The MaxCompute console offers the Data Upload feature for offline (non-real-time) data uploads from local files or Alibaba Cloud OSS to MaxCompute. This feature lets you analyze, process, and manage your data within the MaxCompute environment.
Limitations
You can upload data only from a local file or Alibaba Cloud OSS.
Local file: You can upload data from CSV or XLSX files.
CSV format: The maximum file size is 5 GB.
XLSX format: The maximum file size is 100 MB.
Alibaba Cloud OSS: You can upload data only from CSV files. The maximum file size is 5 GB. The source bucket must be in the same region as your MaxCompute project.
You cannot upload data to tables (both existing and new) that have a custom schema. For more information about custom schemas, see Schema operations.
Prerequisites
You have created a MaxCompute project to store the uploaded data and have the required permissions. For example:
To upload data to an existing table, you need write permissions on that table.
To upload data to a new table, you need permissions to create tables in the project.
For more information about how to create a MaxCompute project, see Project management. For more information about how to grant permissions, see Permissions overview.
If you upload data from Alibaba Cloud OSS, the following requirements apply:
You have activated Alibaba Cloud OSS, created a bucket, and uploaded your data to the bucket. For more information, see Create buckets and Upload files.
The Alibaba Cloud account used for the upload has the required permissions to access the destination bucket. For more information, see Overview of permissions and access control.
Procedure
-
Log in to the MaxCompute console and select a region in the upper-left corner.
-
In the left-side navigation pane, choose Data Transfer > Data Upload. The Data Upload page appears.
-
On the Data Upload page, configure the parameters as described in Table 1. Data upload parameters.
Table 1. Data upload parameters
Section
Parameter
Description
Data source
Local file
Upload data from a file on your local machine.
You can upload a single CSV or XLSX file at a time.
CSV file: The maximum file size is 5 GB. Data must be separated by commas (,).
XLSX file: The maximum file size is 100 MB. By default, only data from the first sheet is uploaded.
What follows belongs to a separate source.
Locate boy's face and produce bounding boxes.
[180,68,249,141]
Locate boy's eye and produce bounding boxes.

Data in other sheets is ignored.
Alibaba Cloud OSS
Upload data from a CSV file stored in an Alibaba Cloud OSS bucket.
You can select only a CSV file in a bucket that is in the current region. The maximum file size for a single upload is 5 GB. If no accessible bucket is available, you must create one. For more information, see Create buckets.
NoteIf your data exceeds 5 GB, split it into smaller files before uploading. Otherwise, the upload will fail.
Specify data to be uploaded
Select bucket
If you set Data Source to Alibaba Cloud OSS, select the path of the OSS bucket where your source file is located.
Select file
Select the source CSV or XLSX file.
Remove dirty data
Specifies whether to filter out dirty data during the upload. Dirty data refers to records where the data type does not match the data type of the corresponding column in the destination MaxCompute table.
NoteFor example, a record is considered dirty data if a source column contains a string with letters but the corresponding destination table column is of the BIGINT type. If you choose to remove dirty data, this record is not uploaded.
Yes: Removes records with data type mismatches.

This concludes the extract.